Les promos en fin de formation moins impactées

Si l’incertitude pèse sur les formations commencées en 2020, la crise n’a pas impacté de la même manière les cohortes en fin de diplôme. Sébastien Bufflier, participant au Executive MBA de l’EM Lyon, le constate. Il a démarré sa formation en part time en octobre 2018 et a été diplômé en décembre 2020. Son objectif : se former pour accompagner la mutation de son entreprise et envisager un rachat de parts. Pour cela, il a souhaité améliorer sa capacité de gestion et renforcer son leadership. « Aujourd’hui, j’ai la capacité à être leader. » Carrément.
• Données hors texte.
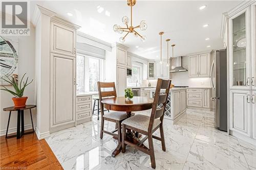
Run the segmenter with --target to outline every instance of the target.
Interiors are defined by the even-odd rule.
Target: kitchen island
[[[174,87],[170,89],[164,112],[164,118],[173,120],[173,123],[178,121],[186,111],[186,88]],[[151,96],[155,96],[155,90],[151,90]],[[161,91],[163,94],[164,91]],[[161,106],[158,106],[161,107]]]

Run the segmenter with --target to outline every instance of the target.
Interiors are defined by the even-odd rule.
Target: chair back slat
[[[155,92],[155,97],[154,98],[154,102],[152,105],[152,110],[148,125],[148,132],[152,132],[155,119],[160,117],[161,122],[163,122],[171,82],[172,80],[166,80],[161,79],[157,80],[157,87]],[[163,94],[160,94],[161,89],[165,89],[165,90]]]
[[[160,104],[165,103],[166,101],[167,95],[168,95],[168,94],[159,94],[159,97],[158,98],[158,103],[157,103],[157,104],[159,105]]]
[[[115,82],[97,82],[98,84],[98,91],[99,93],[99,99],[100,105],[100,113],[101,116],[104,115],[104,104],[101,103],[102,99],[116,97],[116,86]],[[106,89],[111,88],[111,90],[107,91]],[[104,90],[102,91],[102,89]],[[101,117],[102,118],[102,117]]]
[[[158,109],[156,111],[156,115],[155,115],[155,118],[159,118],[162,116],[163,114],[163,107],[162,107],[161,109]]]
[[[101,93],[102,98],[115,96],[116,95],[116,91],[101,91]]]
[[[169,88],[170,85],[169,84],[169,80],[162,80],[162,85],[161,85],[161,88],[166,89],[167,88]]]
Le distanciel, dans son cas, avec les restrictions sociales, se sont avérés profitables. « La covid a été une opportunité pour me concentrer sur mon mémoire et la soutenance. »

Le présentiel plus que jamais plébiscité

Le confinement aura au final représenté un défi largement relevé par les écoles. Les perturbations-tribulations leur ont donné l’occasion de développer une capacité à assurer les cours à distance. Toutes ont acquis une flexibilité maximale. Mais pas question de transformer les MBA en formation en ligne à terme ! « La formation en distanciel fonctionne pour les online MBA, mais il s’agit d’un marché très spécifique », estime Stéphane Canonne. Pour les MBA classiques, tous valorisent encore plus les rencontres physiques pour travailler ensemble. En attendant un retour définitif à la normale, les équipes pédagogiques mettent tous les moyens en œuvre pour maintenir le contact au quotidien. Organisation de webinaires fréquents, suivi personnel de chaque étudiant·e…

Des programmes durablement modifiés

Si le mode traditionnel d’enseignement en présentiel a de beaux jours devant lui, les programmes post-crise auront subi une profonde évolution. « Aujourd’hui, les cadres se posent clairement la question du sens de leur travail. Nous remarquons une très forte évolution vers la RSE. Cette tendance est assez récente », analyse Stéphane Canonne. Pour le directeur executif Education & MBA de l’Edhec, la vision du cadre qui génère des profits pour ses actionnaires est révolue. La thématique existait déjà dans les formations d’avant-covid, mais son contenu évolue durablement.